In nature, nothing grows forever and no system remains immutable in time and space. Even we humans evolve and undergo myriads of changes over the course of our lives.

This series was created as a reaction to the tense silence which descends after the sounding of the fourth siren, the highest flood warning level in use in Venice. It’s impossible to predict what could happen after the fourth siren is sounded, as the acqua alta that hit Venice in November 2019 aptly demonstrated. After the fourth siren goes off, we’re in uncharted territory, cast adrift by global warming. The environmental crisis is sparking other types of crises and forcing us to rethink who we are and what we value, as well as to imagine a future which is radically different from our present. In that sense, Venice is a testament to humanity’s ingenuity, but equally to our ability to destroy even our most precious and fragile environments. All of these crises are of our own making. However, we can change, we can imagine a different system. Venice has reinvented itself again and again. So can we.
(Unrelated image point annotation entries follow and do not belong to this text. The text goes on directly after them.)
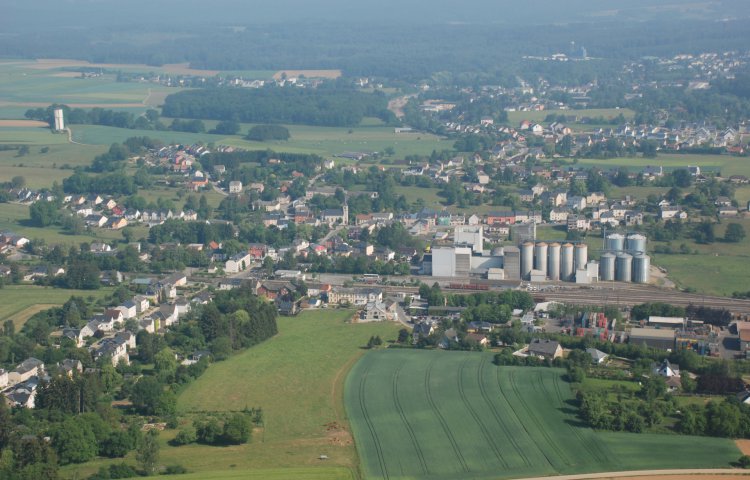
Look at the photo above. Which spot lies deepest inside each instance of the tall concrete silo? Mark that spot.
(614, 242)
(566, 263)
(641, 268)
(527, 259)
(540, 257)
(636, 244)
(59, 120)
(582, 256)
(553, 261)
(607, 267)
(623, 267)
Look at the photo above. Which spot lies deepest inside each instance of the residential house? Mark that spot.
(237, 262)
(355, 296)
(597, 356)
(559, 214)
(142, 303)
(235, 186)
(75, 334)
(477, 338)
(129, 309)
(70, 367)
(375, 312)
(667, 369)
(547, 349)
(672, 212)
(274, 290)
(114, 348)
(31, 367)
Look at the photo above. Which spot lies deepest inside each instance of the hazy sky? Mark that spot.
(25, 14)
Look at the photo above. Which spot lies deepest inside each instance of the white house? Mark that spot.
(31, 367)
(235, 186)
(237, 262)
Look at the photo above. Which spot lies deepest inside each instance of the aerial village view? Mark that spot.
(374, 241)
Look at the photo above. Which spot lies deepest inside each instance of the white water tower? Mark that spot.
(59, 121)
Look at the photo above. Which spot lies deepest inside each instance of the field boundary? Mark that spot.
(643, 473)
(441, 419)
(20, 317)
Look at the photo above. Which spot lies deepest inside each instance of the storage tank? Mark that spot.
(553, 261)
(623, 267)
(636, 243)
(607, 267)
(566, 262)
(614, 242)
(527, 259)
(641, 268)
(540, 257)
(582, 256)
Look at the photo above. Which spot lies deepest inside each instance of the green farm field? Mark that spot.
(14, 217)
(441, 415)
(514, 118)
(30, 84)
(324, 141)
(297, 378)
(727, 164)
(719, 268)
(18, 302)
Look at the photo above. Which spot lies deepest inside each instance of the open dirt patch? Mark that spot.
(22, 123)
(744, 446)
(308, 73)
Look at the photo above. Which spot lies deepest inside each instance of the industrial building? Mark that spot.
(472, 235)
(539, 261)
(662, 339)
(59, 120)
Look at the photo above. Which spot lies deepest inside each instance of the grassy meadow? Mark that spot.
(14, 217)
(20, 302)
(440, 415)
(297, 378)
(515, 118)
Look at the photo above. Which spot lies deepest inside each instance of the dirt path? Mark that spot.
(695, 474)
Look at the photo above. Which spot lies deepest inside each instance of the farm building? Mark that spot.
(547, 349)
(662, 339)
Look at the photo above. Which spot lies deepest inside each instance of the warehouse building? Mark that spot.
(662, 339)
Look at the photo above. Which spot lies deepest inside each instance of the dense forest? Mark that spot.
(330, 105)
(388, 50)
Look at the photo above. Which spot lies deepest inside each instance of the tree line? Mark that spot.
(332, 106)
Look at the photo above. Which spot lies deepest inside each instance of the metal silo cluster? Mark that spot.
(625, 259)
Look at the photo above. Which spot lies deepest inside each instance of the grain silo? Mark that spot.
(553, 261)
(540, 257)
(582, 256)
(641, 268)
(566, 263)
(607, 267)
(636, 244)
(623, 267)
(527, 259)
(614, 242)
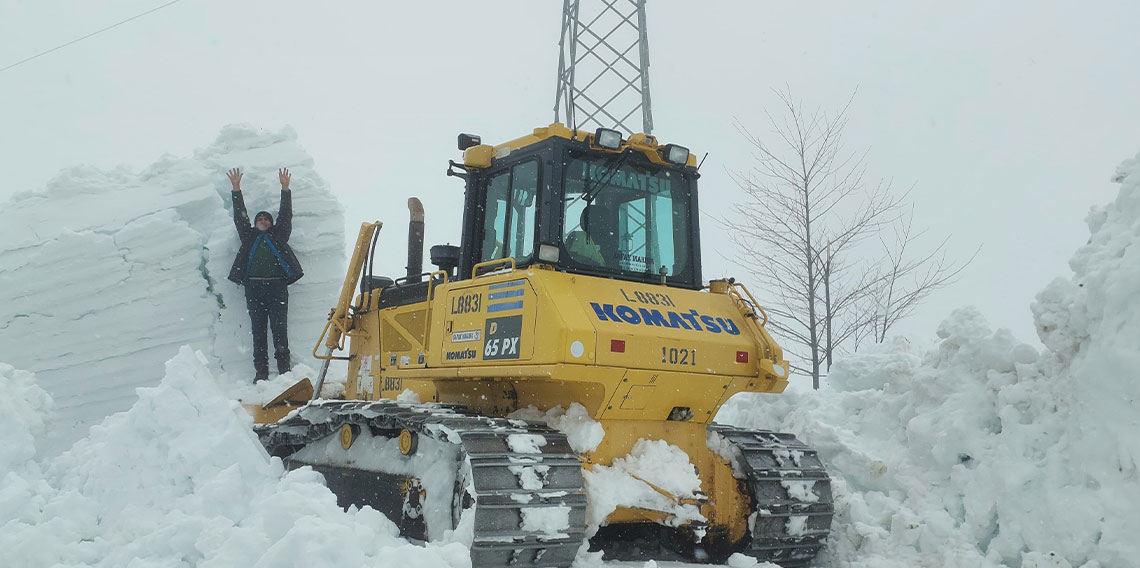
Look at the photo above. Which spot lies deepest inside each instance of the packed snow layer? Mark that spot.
(627, 483)
(984, 452)
(104, 274)
(180, 480)
(583, 432)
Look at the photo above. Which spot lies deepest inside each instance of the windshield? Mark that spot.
(626, 218)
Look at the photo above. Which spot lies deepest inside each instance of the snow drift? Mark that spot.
(105, 274)
(179, 480)
(984, 452)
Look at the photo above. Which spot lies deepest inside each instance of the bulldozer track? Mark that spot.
(494, 484)
(790, 494)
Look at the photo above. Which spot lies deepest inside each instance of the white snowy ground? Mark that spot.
(982, 452)
(105, 274)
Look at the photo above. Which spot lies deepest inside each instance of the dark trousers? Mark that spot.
(268, 302)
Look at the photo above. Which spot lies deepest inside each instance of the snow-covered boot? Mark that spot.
(284, 362)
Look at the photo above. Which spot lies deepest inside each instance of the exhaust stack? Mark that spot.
(415, 240)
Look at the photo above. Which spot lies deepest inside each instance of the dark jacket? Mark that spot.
(277, 236)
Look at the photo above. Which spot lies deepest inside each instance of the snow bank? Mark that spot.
(180, 480)
(105, 274)
(626, 483)
(583, 432)
(984, 452)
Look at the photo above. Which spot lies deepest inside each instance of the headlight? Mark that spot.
(675, 154)
(607, 138)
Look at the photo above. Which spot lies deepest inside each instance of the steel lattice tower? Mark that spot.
(603, 66)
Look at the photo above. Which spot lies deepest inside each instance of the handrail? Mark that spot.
(332, 335)
(506, 260)
(328, 350)
(754, 302)
(431, 286)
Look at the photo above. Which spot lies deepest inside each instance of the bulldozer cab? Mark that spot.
(560, 199)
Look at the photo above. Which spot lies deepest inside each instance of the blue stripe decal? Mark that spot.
(249, 262)
(503, 306)
(279, 259)
(273, 249)
(505, 284)
(505, 294)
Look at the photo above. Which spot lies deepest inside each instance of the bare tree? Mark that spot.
(906, 281)
(806, 205)
(806, 210)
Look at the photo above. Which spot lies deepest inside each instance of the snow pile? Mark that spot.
(626, 483)
(984, 452)
(180, 480)
(583, 432)
(105, 274)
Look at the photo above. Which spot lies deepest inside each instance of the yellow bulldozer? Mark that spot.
(553, 382)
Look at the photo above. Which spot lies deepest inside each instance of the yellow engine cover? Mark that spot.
(544, 338)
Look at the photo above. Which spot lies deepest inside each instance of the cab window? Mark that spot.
(509, 217)
(626, 219)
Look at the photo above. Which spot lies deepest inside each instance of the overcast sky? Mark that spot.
(1007, 118)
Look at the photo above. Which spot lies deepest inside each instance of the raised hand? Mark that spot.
(235, 178)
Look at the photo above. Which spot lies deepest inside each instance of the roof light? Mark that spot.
(607, 138)
(469, 140)
(547, 253)
(675, 154)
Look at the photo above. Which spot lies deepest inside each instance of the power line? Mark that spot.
(88, 35)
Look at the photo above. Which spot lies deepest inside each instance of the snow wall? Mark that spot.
(104, 274)
(984, 452)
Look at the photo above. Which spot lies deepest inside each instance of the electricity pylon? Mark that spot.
(603, 66)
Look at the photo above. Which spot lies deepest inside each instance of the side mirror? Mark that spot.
(469, 140)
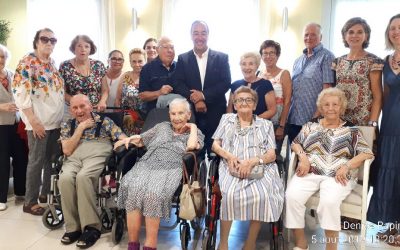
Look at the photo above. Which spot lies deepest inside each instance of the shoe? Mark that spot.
(3, 206)
(71, 237)
(33, 209)
(88, 238)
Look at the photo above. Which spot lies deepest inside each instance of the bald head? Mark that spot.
(166, 50)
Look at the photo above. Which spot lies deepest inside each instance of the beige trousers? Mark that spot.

In George Bernand Shaw’s “Back to Methuselah”, the biblical snake tells Eve: “You say things as they are; and you say “why?” But I dream things that never were; and I say: “Why not? Why not?” The words belong to the language of visionaries.

Let me reiterate it: water equals time and provides beauty with its double. Part water, we serve beauty in the same fashion. By rubbing water, this city improves time’s looks, beautifies the future. That’s what the role of this city in the universe is. Because the city is static while we are moving. The tear is proof of that. Because we are headed for the future, while beauty is the eternal present. The tear is an attempt to remain, to stay behind, to merge with the city. But that’s against the rules. The tear is a throwback, a tribute of the future to the past. Or else it is the result of subtracting the greater from the lesser: beauty from man. The same goes for love, because one’s love, too, is greater than oneself.